Pour les professionnels de la restauration, de l’hôtellerie ou de l’agroalimentaire, la contrainte est encore plus directe : un plan antiparasitaire documenté (contrat HACCP) est obligatoire, avec des passages planifiés, un suivi des dispositifs et des rapports d’intervention conservés. Les protocoles IPM (gestion intégrée des nuisibles) permettent de répondre aux exigences des certifications IFS, BRC et ISO 22000, très présentes dans le tissu agroalimentaire breton.

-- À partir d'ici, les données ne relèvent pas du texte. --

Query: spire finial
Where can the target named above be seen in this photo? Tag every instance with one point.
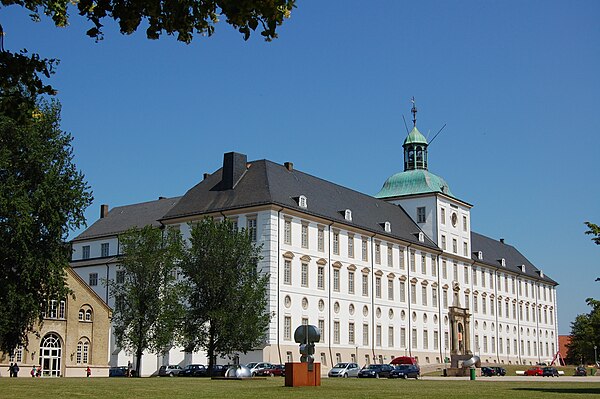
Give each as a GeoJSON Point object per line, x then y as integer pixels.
{"type": "Point", "coordinates": [414, 111]}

Face à la diversité des espèces et à l’évolution rapide de la réglementation, anticiper plutôt que subir reste la meilleure approche. Un diagnostic réalisé par un professionnel certifié permet d’identifier les points d’entrée, d’évaluer le niveau d’infestation et de mettre en place un traitement adapté, qu’on soit particulier, bailleur ou exploitant.